By Siddharth Cavale
(Reuters) – The head of Walmart’s (NYSE:) $55 billion health and wellness division, who oversaw the company’s failed move into clinics, is leaving after less than two years in the role, it appears from an internal memo seen by Reuters.
Brian Setzer, who has been executive vice president of the division, which accounts for about 12.4% of Walmart’s U.S. sales, since February 2023, is leaving to pursue an opportunity in his hometown of Nashville, according to the memo issued Friday was sent by John Furner. CEO of Walmart’s US operations.
Setzer will be replaced by Kyle Kinnard, who currently heads Walmart’s neighborhood markets division in the United States, Furner said.
Walmart spokesman L. Hope Moore said Setzer played a key role in the health and wellness strategy.

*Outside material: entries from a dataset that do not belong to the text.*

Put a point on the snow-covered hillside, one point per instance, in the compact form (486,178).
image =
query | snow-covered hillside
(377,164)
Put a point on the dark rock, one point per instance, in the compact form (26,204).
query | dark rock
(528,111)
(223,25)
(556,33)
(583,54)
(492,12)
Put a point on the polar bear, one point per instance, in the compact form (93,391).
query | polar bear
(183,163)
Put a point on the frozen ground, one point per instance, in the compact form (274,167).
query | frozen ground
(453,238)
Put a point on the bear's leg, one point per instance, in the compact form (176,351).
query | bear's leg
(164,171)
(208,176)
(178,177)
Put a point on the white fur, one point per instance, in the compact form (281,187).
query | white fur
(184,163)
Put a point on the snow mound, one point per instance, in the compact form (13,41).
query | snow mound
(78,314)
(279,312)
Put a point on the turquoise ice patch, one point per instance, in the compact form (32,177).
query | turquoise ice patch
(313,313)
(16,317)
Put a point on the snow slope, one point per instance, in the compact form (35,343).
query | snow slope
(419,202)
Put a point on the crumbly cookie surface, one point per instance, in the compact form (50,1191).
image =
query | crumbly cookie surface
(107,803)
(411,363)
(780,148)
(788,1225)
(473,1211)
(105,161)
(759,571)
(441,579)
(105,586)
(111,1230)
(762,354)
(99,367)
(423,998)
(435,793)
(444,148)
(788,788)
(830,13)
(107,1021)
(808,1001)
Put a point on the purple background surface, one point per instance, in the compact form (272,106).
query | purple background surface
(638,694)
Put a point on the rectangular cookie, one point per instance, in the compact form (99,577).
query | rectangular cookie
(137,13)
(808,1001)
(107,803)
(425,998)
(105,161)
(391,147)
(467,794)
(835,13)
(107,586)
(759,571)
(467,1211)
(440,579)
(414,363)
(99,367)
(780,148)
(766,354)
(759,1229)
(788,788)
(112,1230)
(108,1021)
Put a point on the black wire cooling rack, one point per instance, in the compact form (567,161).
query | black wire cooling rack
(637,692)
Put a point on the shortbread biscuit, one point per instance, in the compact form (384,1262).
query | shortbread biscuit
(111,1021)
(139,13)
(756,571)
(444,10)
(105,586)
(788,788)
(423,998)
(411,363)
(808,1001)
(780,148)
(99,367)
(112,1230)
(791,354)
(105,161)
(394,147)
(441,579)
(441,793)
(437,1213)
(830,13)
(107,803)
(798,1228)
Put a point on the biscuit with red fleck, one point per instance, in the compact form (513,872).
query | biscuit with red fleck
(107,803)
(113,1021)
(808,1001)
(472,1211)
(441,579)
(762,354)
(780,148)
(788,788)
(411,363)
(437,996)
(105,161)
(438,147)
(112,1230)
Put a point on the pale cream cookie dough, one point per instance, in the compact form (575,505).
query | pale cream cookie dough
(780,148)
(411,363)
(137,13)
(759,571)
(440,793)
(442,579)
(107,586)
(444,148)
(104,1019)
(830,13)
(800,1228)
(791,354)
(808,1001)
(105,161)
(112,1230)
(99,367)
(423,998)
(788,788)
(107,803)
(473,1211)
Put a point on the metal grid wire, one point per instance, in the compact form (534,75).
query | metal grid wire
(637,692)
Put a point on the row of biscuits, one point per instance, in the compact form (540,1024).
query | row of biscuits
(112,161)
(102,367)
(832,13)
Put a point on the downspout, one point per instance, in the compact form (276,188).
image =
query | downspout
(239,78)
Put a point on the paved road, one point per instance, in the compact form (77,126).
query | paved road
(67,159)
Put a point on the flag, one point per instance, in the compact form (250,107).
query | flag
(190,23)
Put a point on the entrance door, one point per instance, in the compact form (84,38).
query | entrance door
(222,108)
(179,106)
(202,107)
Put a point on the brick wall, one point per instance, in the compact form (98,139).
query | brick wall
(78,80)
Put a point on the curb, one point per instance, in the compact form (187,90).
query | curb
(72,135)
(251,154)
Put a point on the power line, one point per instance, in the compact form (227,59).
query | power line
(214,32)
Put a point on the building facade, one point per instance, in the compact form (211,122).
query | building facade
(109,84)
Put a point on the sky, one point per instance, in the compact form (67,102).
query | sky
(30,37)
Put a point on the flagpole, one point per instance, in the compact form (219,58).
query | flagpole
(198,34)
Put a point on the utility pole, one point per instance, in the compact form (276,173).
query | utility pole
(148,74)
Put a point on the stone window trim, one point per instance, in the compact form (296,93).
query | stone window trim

“As we continue to provide access to quality healthcare services and products, we are pleased to have a strong succession plan in place,” Moore added.
Setzer’s departure comes six months after Walmart decided to close all 51 U.S. health clinics and shut down its virtual health care business, saying it has no path to profitability.
The decision marked a reversal of the retailer’s 2023 plan to nearly double the number of health centers in the U.S. by 2024.
Walmart is now focused on expanding its U.S. pharmacy business with 4,600 stores and 3,000 eye care centers, aiming to sell pharmaceuticals, including GLP-1 drugs, in addition to low-cost groceries. In October, the company announced it would begin delivering prescription and refill medications, along with groceries and other items, in one order within 30 minutes.
On Tuesday, the Bentonville, Arkansas-based chain raised its full-year sales and profit expectations for the third time as it sold more essentials and merchandise to a broader group of customers. This boost to its business is helping Walmart lower prices and invest in other parts of its business.